# tactical shotgun options



## 10-2 (Jan 30, 2009)

So I'm looking for a new 12 gauge to coyote hunt with. I want somthing with a pistol grip, adjustable stock, shorter barrel (~18.5"-20") and I prefer a pump.

I'm looking at the mossberg 500 tactical. I don't know much about shotguns other than mossberg and remington.
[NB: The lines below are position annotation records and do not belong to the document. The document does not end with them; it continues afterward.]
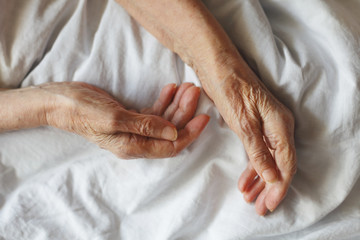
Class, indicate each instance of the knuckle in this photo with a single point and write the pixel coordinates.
(288, 154)
(144, 126)
(260, 158)
(247, 128)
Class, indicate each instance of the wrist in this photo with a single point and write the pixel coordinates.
(22, 108)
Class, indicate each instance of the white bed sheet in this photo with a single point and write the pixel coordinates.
(56, 185)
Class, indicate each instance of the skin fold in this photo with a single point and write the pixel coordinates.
(265, 126)
(92, 113)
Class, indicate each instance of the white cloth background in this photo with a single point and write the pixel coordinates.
(56, 185)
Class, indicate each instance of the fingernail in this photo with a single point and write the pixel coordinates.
(169, 133)
(269, 175)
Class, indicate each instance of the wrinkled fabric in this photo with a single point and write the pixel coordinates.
(57, 185)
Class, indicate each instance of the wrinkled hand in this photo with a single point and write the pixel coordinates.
(165, 129)
(266, 128)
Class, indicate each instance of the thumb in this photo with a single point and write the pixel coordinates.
(147, 125)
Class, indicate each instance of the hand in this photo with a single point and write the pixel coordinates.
(94, 114)
(266, 129)
(264, 125)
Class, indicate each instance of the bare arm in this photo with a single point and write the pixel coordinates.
(264, 125)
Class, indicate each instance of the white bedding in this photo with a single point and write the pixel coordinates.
(56, 185)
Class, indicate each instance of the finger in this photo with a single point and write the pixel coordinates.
(246, 178)
(146, 125)
(164, 100)
(191, 132)
(170, 111)
(135, 146)
(254, 190)
(260, 206)
(280, 138)
(259, 154)
(187, 107)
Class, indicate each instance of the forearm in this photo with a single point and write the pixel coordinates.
(22, 108)
(190, 30)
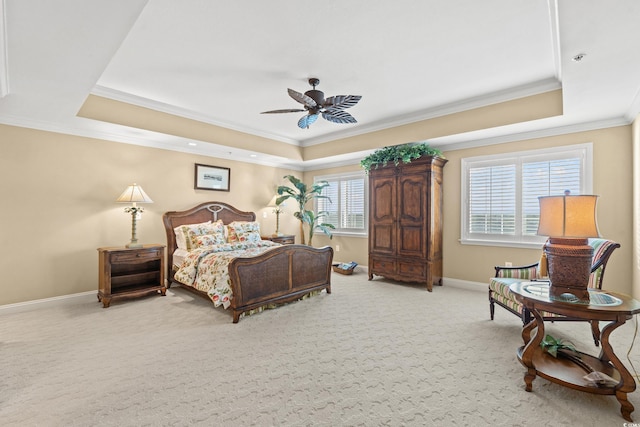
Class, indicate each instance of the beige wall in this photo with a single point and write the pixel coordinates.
(58, 195)
(635, 256)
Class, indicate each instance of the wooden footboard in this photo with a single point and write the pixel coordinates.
(279, 275)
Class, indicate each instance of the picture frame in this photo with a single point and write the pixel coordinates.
(214, 178)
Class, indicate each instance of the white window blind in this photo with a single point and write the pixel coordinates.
(500, 193)
(347, 202)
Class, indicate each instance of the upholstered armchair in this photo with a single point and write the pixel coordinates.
(499, 285)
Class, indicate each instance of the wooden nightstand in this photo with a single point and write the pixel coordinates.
(128, 272)
(285, 239)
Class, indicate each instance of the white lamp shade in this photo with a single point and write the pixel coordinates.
(134, 194)
(568, 216)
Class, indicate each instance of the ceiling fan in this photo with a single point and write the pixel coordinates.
(332, 108)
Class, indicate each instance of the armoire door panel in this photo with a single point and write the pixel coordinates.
(412, 241)
(383, 200)
(411, 198)
(383, 238)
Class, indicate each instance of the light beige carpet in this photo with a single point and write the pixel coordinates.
(371, 353)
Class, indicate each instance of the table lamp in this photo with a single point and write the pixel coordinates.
(568, 221)
(277, 209)
(134, 194)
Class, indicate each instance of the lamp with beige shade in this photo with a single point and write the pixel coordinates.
(568, 221)
(134, 194)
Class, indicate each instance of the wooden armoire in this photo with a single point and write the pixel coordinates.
(405, 221)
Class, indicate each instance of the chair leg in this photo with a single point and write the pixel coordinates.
(492, 305)
(595, 331)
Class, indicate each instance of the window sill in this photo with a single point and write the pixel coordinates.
(505, 244)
Are there any other manufacturers out there at offer a similar gun for less money?

Thanks.


----------



## the professor (Oct 13, 2006)

you'll want to make sure that your barrel is threaded for chokes and not a fixed improved cylinder. you cant go wrong with either the mossy or rem. im starting to gather parts for an 870 tactical build myself.


----------



## bowinchester (Aug 31, 2008)

Pretty sure you can get a tactical Binelli Nova as well. I think mossberg pumps are pretty good but, I would say the 870 and Nova are the 2 best and most reliable pump shotguns made.


----------



## trikortreat (Dec 10, 2008)

i own 2 mossberg 500 pumps one is brand new and the other 2 years old. i also got the new 870 tac desert recon model and they both have worked great in the woods when u wana get up close and personal with the dogs. i cant make up my mind wich i like more. i usually take my older 500 out more just because thats my beat around gun. both work great though.


----------